Épisode 21: La suée du désespéré

12 février

Une heure d’immobilité dégoulinante dans le chambre d’en haut. L’anthropologue Bouchard dans les oreilles. Envolées savantes sur la Boréalie, le bestiaire du Nord, le carcajou spécifiquement. J’apprends que l’animal est incarné à Hollywood dans le personnage de Wolverine. Quelle affaire! J’apprends l’importance symbolique de cet animal rare et mystérieux pour les peuples du Nord. Bouchard, dans Les yeux triste de mon camion, révèle l’intelligence du rapport de l’homme à l’histoire, aux êtres et aux objets.

Je me rends compte, encore une fois, de mon inculture. Je me rends compte de tout ce qui m’échappe. Je dis le Nord, l’animal, la route avec cette stupide désinvolture de l’inconscient, sans rien savoir du lien qui les unit à ma culture et à mon histoire. Ou suis-je juste assez éveillé pour réaliser l’approximation de mon savoir. Je me convie moi-même au spectacle de mon ignorance. Je participe à un auto-dîner de con.

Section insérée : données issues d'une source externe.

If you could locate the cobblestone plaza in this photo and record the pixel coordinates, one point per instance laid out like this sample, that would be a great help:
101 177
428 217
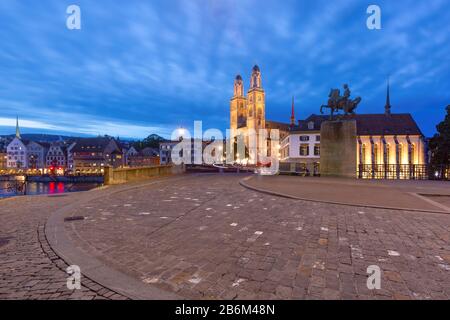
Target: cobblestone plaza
208 237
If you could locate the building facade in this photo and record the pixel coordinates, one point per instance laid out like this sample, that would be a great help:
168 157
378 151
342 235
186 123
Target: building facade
248 116
36 153
143 158
91 155
389 146
57 156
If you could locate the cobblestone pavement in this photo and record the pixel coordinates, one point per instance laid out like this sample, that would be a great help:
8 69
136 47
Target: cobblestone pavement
207 237
29 269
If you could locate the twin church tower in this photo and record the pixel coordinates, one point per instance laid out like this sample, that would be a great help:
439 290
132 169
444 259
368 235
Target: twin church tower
248 112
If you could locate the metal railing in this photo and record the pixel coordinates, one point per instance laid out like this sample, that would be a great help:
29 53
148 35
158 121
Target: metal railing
404 171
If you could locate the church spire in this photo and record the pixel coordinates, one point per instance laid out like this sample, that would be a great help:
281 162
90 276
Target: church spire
292 113
387 107
17 128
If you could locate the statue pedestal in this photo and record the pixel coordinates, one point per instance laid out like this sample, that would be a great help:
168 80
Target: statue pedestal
338 148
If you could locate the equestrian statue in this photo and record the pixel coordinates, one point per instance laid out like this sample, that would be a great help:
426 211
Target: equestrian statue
337 102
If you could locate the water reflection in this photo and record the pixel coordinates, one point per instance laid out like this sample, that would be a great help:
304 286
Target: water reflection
9 188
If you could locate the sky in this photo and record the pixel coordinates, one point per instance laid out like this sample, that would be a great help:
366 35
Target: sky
142 67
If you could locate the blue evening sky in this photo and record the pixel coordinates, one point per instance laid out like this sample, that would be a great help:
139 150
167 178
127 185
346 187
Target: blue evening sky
142 67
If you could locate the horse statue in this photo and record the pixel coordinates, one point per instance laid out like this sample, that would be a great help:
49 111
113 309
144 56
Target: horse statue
337 102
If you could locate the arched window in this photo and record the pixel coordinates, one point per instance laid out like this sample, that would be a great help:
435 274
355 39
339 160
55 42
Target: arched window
375 153
400 153
363 154
387 154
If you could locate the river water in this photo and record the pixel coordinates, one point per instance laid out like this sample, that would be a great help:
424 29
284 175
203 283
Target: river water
10 188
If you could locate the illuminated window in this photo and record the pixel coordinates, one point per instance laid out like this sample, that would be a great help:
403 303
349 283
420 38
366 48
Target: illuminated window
375 154
363 154
304 150
317 150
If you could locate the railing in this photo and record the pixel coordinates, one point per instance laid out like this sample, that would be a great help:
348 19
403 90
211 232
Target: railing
124 175
301 169
404 171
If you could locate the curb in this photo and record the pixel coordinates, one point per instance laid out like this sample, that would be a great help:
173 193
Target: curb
283 195
92 267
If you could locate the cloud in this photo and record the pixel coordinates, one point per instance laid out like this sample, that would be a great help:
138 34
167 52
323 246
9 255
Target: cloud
157 65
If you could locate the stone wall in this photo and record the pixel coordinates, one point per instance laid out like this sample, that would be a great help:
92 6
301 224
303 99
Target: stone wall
338 150
124 175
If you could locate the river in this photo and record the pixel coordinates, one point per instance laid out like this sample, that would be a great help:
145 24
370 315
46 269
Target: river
11 188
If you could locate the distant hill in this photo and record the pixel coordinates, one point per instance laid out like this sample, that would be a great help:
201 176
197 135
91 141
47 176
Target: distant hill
151 141
41 137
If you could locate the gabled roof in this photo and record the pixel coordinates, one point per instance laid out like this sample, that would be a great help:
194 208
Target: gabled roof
369 124
277 125
91 144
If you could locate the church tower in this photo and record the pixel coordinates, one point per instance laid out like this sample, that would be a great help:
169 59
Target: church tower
256 102
238 103
17 128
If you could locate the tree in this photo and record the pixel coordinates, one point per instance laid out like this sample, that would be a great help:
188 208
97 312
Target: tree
440 144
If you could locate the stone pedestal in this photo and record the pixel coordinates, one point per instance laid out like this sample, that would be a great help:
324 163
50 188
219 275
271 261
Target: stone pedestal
338 148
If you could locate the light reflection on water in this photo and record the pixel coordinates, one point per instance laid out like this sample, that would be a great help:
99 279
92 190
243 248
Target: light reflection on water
35 188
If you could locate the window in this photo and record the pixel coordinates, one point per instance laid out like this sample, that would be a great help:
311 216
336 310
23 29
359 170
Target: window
304 149
317 150
375 154
304 138
363 154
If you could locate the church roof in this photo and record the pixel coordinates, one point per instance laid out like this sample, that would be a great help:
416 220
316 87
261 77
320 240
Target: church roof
369 124
91 144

Il faudrait que je lise et me souvienne. Il faudrait que je m’universalise sans quoi mon projet est voué à l’insignifiance crasse du récit banal de mon histoire personnel. Ça me désespère. Ce manque d’érudition se colle à moi comme la galle. Cette mémoire rétrécie dont j’ai hérité me freine depuis toujours. La conscience profonde de mon intelligence limitée me noie. Et cette pulsion auto-destructrice d’en parler, de m’exposer, m’achève. Je m’offre en proie aux rires carnassiers des commentateurs de l’époque. Ce carcajou que j’invente est en train de me manger tout rond! Ô douleur! Ô lamentation! C’est une rechute juvénile.

Je n’étais pas parti pour cette charge tragi-comique contre moi-même, mais je la laisse là. Sans me censurer. Je dis ce qui est. Au risque de voir tout le monde décamper. Je prends le pari de l’écriture qui, au final, ramène tout au mythe et à la fiction.